A los efectos de lo dispuesto en esta Ley, se considerará primera entrega la realizada por el promotor que tenga por objeto una edificación cuya construcción o rehabilitación esté terminada. No obstante, no tendrá la consideración de primera entrega la realizada por el promotor después de la utilización ininterrumpida del inmueble por un plazo igual o superior a dos años por su propietario o por titulares de derechos reales de goce o disfrute o en virtud de contratos de arrendamiento sin opción de compra, salvo que el adquirente sea quien utilizó la edificación durante el referido plazo. No se computarán a estos efectos los períodos de utilización de edificaciones por los adquirentes de los mismos en los casos de resolución de las operaciones en cuya virtud se efectuaron las correspondientes transmisiones.
(…)
La exención prevista en este número no se aplicará:
a) A las entregas de edificaciones efectuadas en el ejercicio de la opción de compra inherente a un contrato de arrendamiento, por empresas dedicadas habitualmente a realizar operaciones de arrendamiento financiero. A estos efectos, el compromiso de ejercitar la opción de compra frente al arrendador se asimilará al ejercicio de la opción de compra.

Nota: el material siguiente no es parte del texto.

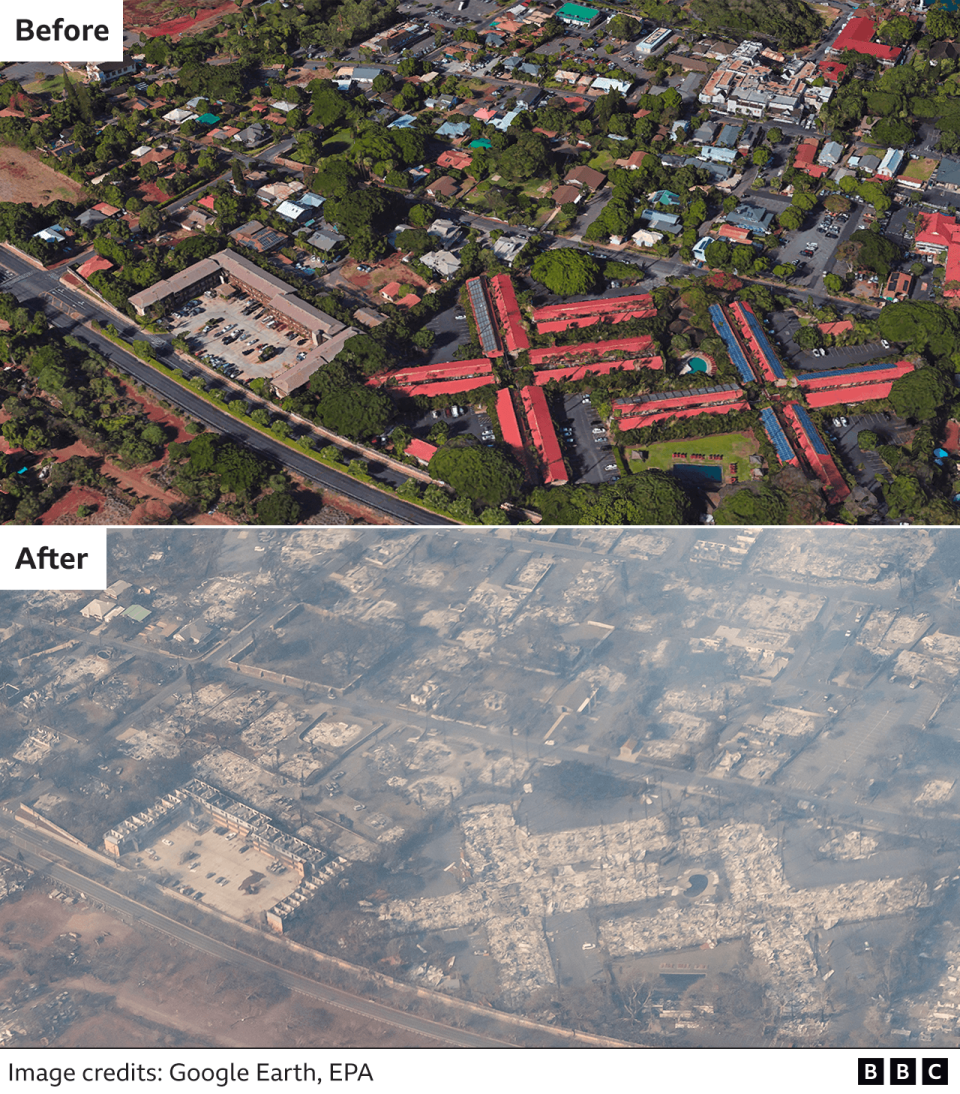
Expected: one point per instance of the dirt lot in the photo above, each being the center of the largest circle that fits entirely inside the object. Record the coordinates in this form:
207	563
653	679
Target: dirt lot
130	987
167	16
23	178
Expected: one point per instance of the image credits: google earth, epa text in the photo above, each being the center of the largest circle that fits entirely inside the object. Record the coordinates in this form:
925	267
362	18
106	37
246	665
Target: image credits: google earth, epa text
405	263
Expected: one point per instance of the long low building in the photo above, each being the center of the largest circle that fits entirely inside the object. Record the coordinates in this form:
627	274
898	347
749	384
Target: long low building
646	409
505	302
545	435
586	313
510	426
753	335
487	330
777	438
816	452
852	385
558	353
735	350
229	267
428	373
597	369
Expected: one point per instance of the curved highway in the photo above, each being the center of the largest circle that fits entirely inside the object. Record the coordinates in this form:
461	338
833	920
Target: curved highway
34	856
62	304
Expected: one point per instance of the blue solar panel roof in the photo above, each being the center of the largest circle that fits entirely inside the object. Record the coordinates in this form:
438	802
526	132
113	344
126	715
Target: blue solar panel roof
772	359
776	434
863	370
723	328
810	430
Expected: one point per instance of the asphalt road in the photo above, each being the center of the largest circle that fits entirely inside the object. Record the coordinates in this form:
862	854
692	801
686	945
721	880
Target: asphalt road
38	853
42	287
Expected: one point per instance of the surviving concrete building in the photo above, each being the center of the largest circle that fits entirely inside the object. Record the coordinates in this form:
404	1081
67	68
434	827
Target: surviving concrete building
226	267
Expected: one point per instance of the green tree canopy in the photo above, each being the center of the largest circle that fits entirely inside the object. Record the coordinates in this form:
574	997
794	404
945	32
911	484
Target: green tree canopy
765	505
566	271
921	394
483	475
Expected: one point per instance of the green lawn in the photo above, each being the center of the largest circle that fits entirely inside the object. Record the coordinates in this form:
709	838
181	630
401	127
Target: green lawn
734	447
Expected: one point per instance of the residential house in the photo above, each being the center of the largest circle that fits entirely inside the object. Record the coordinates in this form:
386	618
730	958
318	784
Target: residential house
447	231
939	236
948	175
444	263
891	163
749	216
576	14
898	287
586	177
857	35
658	221
443	188
830	154
654	42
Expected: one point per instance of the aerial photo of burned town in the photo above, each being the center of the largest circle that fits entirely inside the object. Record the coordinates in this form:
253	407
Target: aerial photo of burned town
692	787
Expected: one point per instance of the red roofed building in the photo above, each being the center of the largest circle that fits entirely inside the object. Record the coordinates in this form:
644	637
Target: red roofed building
939	235
735	234
587	312
545	435
508	313
806	153
421	451
510	426
557	353
815	452
448	370
852	385
97	263
832	71
858	36
454	159
447	386
597	369
391	292
835	328
646	409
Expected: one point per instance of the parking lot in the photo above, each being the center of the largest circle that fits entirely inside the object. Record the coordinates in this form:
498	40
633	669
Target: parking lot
814	236
585	442
449	334
869	470
785	324
232	332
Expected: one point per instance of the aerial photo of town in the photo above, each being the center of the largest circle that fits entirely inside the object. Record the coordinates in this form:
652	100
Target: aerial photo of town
537	787
378	262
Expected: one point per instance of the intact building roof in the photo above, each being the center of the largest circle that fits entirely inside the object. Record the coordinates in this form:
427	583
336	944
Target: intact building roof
543	434
858	36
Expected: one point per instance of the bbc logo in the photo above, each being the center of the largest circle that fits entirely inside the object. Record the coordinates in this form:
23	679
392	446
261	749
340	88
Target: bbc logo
903	1072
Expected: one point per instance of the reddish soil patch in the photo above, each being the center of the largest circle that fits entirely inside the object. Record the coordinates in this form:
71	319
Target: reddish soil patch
60	511
143	15
151	194
24	179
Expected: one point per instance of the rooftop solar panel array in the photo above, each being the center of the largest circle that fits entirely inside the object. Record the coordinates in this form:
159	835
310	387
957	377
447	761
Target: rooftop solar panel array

Los contratos de arrendamiento financiero a que se refiere el párrafo anterior tendrán una duración mínima de diez años.
b) A las entregas de edificaciones para su rehabilitación por el adquirente, siempre que se cumplan los requisitos que reglamentariamente se establezcan.
c) A las entregas de edificaciones que sean objeto de demolición con carácter previo a una nueva promoción urbanística.
(…).”.
Por consiguiente, de estar sujeta al Impuesto sobre el Valor Añadido la transmisión del inmueble objeto de consulta, no resultará aplicable la exención del artículo 20.Uno.22º de la Ley 37/1992 por tratarse de la entrega de una edificación para su demolición y nueva edificación por el adquirente, estando en tal caso la entrega sujeta y no exenta del Impuesto, debiendo el transmitente repercutir el Impuesto al tipo impositivo general del 21 por ciento.
3.- Lo que comunico con efectos vinculantes, conforme a lo dispuesto en el apartado 1 del artículo 89 de la Ley 58/2003, de 17 de diciembre, General Tributaria.